I’m just going to say it. I think we’ve got life all wrong. It’s funny: I’m laying here on this log bridge crossing the tiny creek at the bottom of my yard listening to nothing and everything. The trickling of Trickle Creek, the soft then irritated blow of the wind, the birds layering their trills in the woods, the dogs barking every so often a few acres over… Everything. But then–then I think back on my mindset lately. I’ve been so busy. I’ve been overwhelmed, and haven’t taken all that many moments to think about the beauty of God’s creation or the beauty of the words in a novel I adore or the beauty of life itself.
Life is hard. We hear that all the time. We rant about it. We cry about it. We talk about how frustrated we are; we talk about how lonely we are; we talk about the anxiety in the world. And yes, those things are undoubtedly there and often, but I can’t help but wonder: Do we think that life in the past was somehow more perfect? Think on the Romantic Era. Do we think that the poets we love from that time had no distasteful life to deal with? Do you think that there were no life-capsizing storms that weren’t pretty? I doubt those storms were any more aesthetic than ours are before they were painted in the stunning hues of beautiful language.
Their world was so far from perfect, and one could argue it was farther from it even than ours. And yet, they wrote such passionate work on the loveliness of nature, the joys of love, and the contentment in the mundane. They said things like, “Bright star, would I were stedfast as thou art…” (John Keats, “Bright Star…”) and “I could not love thee (Dear) so much,/Lov’d I not honor more” (Richard Lovelace, “To Lucasta…”). Even in writing on the heartbreak that often accompanies love or the anguish or fear they were experiencing, they did it in such a positively breathtaking way. The second of my above examples is from a poem about leaving the one you love and going to war, and John Keats, while dying, wrote the most astonishing poem on his fear of “ceasing to be.” We in our modern world, for some reason, think it is necessary to use foul, ugly language to describe what is foul and ugly in this world. But the truth is, we don’t. Somehow those masters of words used the most stunning vocabulary, the most beautiful metaphors, the perfect phraseology to describe even the things that were imperfect, and it amazes me.

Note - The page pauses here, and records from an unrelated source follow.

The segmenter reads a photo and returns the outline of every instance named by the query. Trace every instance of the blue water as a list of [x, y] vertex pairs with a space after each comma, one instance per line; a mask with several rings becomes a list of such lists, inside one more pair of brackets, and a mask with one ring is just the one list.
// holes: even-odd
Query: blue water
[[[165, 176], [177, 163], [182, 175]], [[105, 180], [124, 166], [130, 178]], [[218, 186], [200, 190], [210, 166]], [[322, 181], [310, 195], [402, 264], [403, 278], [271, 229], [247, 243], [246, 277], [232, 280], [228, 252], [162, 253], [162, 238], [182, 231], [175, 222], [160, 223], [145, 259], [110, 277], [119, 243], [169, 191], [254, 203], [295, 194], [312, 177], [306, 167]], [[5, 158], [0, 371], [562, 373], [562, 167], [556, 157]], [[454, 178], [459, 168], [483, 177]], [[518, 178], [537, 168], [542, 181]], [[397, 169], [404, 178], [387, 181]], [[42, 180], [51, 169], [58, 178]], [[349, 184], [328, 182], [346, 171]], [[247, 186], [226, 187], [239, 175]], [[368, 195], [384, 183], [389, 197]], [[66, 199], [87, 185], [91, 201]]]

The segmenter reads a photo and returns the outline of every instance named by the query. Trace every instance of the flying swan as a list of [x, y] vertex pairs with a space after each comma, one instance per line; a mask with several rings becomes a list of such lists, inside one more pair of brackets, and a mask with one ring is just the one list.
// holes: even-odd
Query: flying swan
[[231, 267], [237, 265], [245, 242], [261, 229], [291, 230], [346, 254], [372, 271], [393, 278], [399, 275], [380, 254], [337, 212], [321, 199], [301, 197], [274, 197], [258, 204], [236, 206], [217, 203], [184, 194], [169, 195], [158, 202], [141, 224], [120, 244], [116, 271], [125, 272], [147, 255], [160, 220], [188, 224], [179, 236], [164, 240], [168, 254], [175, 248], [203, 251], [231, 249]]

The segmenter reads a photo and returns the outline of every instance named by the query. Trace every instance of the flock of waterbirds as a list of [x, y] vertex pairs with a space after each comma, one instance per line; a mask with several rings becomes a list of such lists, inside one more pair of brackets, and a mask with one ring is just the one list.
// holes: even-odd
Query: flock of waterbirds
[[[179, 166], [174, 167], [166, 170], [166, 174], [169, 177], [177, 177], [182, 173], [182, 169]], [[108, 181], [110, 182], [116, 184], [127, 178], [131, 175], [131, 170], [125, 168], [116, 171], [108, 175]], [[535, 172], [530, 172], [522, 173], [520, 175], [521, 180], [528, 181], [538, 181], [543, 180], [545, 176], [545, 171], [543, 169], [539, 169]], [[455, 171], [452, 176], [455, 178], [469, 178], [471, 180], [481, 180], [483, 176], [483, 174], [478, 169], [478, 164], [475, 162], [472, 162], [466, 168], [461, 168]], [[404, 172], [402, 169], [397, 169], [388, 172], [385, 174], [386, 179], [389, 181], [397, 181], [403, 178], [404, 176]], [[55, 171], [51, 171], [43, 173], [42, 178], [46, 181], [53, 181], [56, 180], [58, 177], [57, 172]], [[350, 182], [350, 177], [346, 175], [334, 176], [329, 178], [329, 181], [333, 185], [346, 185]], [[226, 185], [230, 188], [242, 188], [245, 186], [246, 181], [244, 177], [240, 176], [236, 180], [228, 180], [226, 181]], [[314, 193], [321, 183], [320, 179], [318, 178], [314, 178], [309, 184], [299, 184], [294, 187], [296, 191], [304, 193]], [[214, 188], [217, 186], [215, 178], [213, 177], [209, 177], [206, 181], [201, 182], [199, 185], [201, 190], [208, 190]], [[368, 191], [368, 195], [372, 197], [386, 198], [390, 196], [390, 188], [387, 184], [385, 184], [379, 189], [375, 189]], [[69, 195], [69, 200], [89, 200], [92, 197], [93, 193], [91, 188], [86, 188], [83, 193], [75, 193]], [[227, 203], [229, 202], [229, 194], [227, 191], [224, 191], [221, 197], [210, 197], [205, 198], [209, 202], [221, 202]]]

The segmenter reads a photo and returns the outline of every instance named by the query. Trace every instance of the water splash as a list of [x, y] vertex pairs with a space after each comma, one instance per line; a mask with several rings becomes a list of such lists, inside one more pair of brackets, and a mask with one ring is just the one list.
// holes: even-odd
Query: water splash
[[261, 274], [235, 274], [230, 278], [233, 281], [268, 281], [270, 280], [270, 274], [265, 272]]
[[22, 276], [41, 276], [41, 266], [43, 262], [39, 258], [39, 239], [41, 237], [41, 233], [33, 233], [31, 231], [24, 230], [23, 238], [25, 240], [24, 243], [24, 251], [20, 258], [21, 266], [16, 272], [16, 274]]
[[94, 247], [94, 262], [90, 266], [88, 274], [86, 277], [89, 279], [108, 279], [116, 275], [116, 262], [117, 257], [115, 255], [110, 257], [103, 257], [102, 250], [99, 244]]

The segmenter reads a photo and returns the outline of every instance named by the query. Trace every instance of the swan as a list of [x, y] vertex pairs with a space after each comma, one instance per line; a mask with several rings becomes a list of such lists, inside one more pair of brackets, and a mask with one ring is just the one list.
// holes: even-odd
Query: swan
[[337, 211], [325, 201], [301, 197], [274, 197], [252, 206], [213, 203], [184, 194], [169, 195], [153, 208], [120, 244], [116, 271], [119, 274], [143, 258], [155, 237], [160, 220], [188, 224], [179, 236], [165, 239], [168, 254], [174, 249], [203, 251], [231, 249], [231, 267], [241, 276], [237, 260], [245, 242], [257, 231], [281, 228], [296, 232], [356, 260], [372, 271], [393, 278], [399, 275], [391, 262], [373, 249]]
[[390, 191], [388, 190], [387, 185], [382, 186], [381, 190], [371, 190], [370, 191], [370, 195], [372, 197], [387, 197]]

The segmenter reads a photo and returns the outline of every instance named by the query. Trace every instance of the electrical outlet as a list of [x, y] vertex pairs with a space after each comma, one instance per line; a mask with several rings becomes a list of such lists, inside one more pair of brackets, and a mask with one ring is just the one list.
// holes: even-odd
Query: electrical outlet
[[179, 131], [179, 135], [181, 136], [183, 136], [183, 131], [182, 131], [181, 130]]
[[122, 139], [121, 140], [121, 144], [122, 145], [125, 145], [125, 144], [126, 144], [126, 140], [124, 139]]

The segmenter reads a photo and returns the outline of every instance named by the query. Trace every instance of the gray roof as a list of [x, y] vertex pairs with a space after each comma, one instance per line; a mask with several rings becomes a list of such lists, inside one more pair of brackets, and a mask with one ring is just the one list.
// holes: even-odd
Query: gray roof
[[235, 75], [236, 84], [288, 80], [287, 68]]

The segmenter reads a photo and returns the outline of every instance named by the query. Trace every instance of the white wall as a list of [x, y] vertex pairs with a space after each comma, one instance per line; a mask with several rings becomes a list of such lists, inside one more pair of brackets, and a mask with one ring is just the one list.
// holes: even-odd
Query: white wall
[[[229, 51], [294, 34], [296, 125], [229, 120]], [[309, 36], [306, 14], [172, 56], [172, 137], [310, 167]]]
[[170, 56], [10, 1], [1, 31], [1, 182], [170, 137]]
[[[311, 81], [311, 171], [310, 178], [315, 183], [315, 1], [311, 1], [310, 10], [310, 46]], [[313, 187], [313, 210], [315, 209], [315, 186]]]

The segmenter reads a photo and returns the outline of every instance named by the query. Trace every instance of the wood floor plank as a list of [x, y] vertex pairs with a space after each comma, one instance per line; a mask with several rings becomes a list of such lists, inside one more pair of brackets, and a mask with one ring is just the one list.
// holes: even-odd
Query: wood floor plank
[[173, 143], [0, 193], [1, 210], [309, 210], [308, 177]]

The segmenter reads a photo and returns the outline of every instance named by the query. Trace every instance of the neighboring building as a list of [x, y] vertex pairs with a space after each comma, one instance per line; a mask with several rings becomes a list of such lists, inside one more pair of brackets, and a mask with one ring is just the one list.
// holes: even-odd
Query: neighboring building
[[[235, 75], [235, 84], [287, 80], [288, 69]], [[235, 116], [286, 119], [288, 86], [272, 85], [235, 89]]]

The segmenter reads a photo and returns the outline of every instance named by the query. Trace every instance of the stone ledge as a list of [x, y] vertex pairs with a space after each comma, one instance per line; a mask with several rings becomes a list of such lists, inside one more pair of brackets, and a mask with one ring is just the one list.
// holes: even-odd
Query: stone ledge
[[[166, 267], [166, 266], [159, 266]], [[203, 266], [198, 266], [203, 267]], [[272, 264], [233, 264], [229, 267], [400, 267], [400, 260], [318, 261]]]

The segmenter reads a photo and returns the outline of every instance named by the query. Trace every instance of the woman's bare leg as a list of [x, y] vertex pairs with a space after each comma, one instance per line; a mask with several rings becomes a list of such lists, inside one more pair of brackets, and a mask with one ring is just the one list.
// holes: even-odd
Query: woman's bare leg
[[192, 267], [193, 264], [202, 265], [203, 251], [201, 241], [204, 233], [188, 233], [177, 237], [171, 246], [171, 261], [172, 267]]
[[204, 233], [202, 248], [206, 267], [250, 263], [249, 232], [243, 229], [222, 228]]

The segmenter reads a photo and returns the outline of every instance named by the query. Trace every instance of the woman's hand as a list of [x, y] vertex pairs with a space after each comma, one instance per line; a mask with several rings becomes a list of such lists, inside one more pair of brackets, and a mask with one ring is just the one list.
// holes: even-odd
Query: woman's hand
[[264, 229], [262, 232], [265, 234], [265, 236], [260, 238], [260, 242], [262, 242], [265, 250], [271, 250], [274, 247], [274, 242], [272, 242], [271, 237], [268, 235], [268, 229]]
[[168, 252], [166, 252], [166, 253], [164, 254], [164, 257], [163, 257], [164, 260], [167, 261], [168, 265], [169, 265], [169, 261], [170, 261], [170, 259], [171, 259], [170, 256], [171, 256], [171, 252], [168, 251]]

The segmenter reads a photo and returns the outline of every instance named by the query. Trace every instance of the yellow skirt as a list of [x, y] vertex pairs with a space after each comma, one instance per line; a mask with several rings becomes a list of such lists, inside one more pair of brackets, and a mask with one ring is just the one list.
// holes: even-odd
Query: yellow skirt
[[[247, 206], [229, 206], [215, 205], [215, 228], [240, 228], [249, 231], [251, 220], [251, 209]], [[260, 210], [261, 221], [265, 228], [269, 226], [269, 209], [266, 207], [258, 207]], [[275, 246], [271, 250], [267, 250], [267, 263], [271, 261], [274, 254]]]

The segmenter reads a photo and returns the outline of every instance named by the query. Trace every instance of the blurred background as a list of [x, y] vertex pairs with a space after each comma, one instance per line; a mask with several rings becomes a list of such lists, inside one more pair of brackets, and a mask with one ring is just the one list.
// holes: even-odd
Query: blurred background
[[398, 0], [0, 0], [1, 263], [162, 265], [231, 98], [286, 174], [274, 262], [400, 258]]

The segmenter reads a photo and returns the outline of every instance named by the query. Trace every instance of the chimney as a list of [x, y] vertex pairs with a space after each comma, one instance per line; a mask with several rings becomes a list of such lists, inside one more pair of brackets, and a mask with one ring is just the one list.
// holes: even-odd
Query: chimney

Our issue is, we fail to recognize the loveliness of life. Simple, lovely life. Even in the imperfections, our marvelous human brains and hearts can find something beautiful, but we have forgotten how. That is why the Romantic Era is called the Romantic Era: They romanticized everything. Nowadays, that has a negative connotation, as if they were too naive or disconnected with reality. But honestly, was their endeavor so wrong? Do you think they were less happy for it? Could they have been any more miserable than the people in our world today? The most sought after thing is happiness and yet dissatisfaction is a common factor for a majority of human beings living on this planet… Maybe they Romantics had it right, even if we do say they were just dreamers. Maybe our own stubborn insistence to paint in shades of bitterness instead of grace is costing us just a little more peace and joy in the everyday.
I guess I’ve just grown weary of ugliness–of the foul nature of the world. My goal is to capture the beauty of it. It is, indeed, still there if you look for it… You don’t even have to look hard. You just have to look with intentionality. I believe we’ve got life all wrong because we only notice what is wrong in life…
But what of what is right–what is lovely?